Monday, May 23, 2011

The train that wasn’t a train - Potosi.







Early rise AGAIN as we head off to the Sucre railway station to queue for a train ticket to Potosi. Though the train takes twice as long as the bus (6 hours) thought it might be an interesting and more scenic way to travel.

When we arrived at the station, I was a little perturbed to see that the track was almost completely overgrown with grass, was rusty and was currently being used as a foraging ground for a family of pigs. Oh well, this is Bolivia after all, so on with the adventure.
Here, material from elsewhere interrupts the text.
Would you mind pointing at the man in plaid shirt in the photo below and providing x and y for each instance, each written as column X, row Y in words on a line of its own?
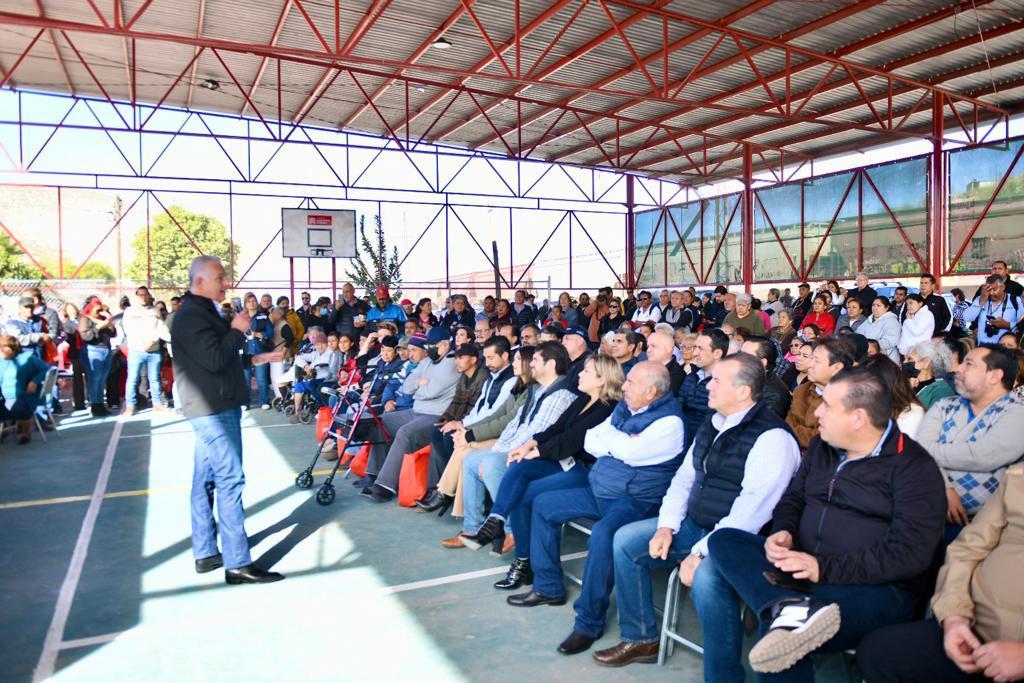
column 974, row 437
column 548, row 398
Then the train arrived. As anyone who has bothered to read as far as this into our blog would know, I have had a wee bit to do with trains over the last 15 years. I reckon it was a pretty safe bet that I could identify one anyway. This blue thing, sitting on the grass covered tracks was not a train. All the luggage went on top or in the aisle. All the people fitted into the bus like interior, including the driver and his offsider (recognisable by the red hard hat he wore and the reflective strips on his jeans.) Well Col was fine – he had the fireman’s seat which comes with panoramic view. I was down the back in a broken seat with the kids, seated next to an elderly gent.


Despite all this, the seat was comfortable and the journey fun – people watching is a hobby of mine.
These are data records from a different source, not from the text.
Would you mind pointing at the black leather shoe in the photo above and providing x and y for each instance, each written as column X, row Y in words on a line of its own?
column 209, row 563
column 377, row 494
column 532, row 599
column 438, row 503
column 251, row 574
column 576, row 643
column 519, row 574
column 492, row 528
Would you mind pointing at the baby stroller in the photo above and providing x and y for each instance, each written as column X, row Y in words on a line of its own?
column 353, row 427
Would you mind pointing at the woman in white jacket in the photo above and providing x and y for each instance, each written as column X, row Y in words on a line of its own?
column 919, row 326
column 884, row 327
And what sensational scenery! Soaring rock faces, huge drops to valleys planted with corn, tiny mud brick villages......and dogs – trying to catch the train. They could in fact outrun it as maximum speed was about 20km/h. We stopped many times in the absolute middle of nowhere to drop off and collect passengers, their luggage carried in the brightly woven scarves, knotted and thrown on the roof or in the aisle. The only thing we didn’t stop for was a loo break – not once in 6 hours!!
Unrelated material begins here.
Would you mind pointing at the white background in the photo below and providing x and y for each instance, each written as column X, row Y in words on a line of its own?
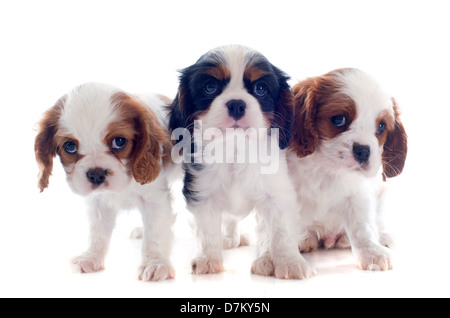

After a brilliant trip, arrived via the rubbish tips into Potosi- a town famed for its silver mines. In the 16th century, the Spaniards reefed heaps of the stuff out and shipped it to Europe whereupon they lived well on the proceeds – with little thought for the 8 million local Indians and African slaves who gave their lives to the cause. The mine still operates. The mountain that contains all the mines ‘Cerro Rico’ dominates the town’s landscape. That aside, it isn’t a bad place – some interesting churches, a pleasant town square and friendly residents. However, as the streets seem to be all uphill and the altitude is 4070 metres, jogging was out of the question – in fact putting shoes on was a bit of a challenge in the mornings and making one’s way to the wifi restaurant involved lotsa rests.


A curious fact about Potosi – the step up from the gutter to the pavement was in many cases about 60cm – a tough one when you are struggling to breathe – yet the tiny locals leapt up and down with gay abandon.


Saw a couple of street parades, accompanied by oompah bands – one in particular that impressed Col was an all young female event. They marched, in perfect unison, playing their brass instruments, xylophones and drums, each and every one, wearing stiletto heels!


Purchased tickets for the luxury bus (with toilet and frequent stops) to Uyuni, got the washing done (including ironing of socks and jocks) and retired, a little more acclimatised to the high altitudes.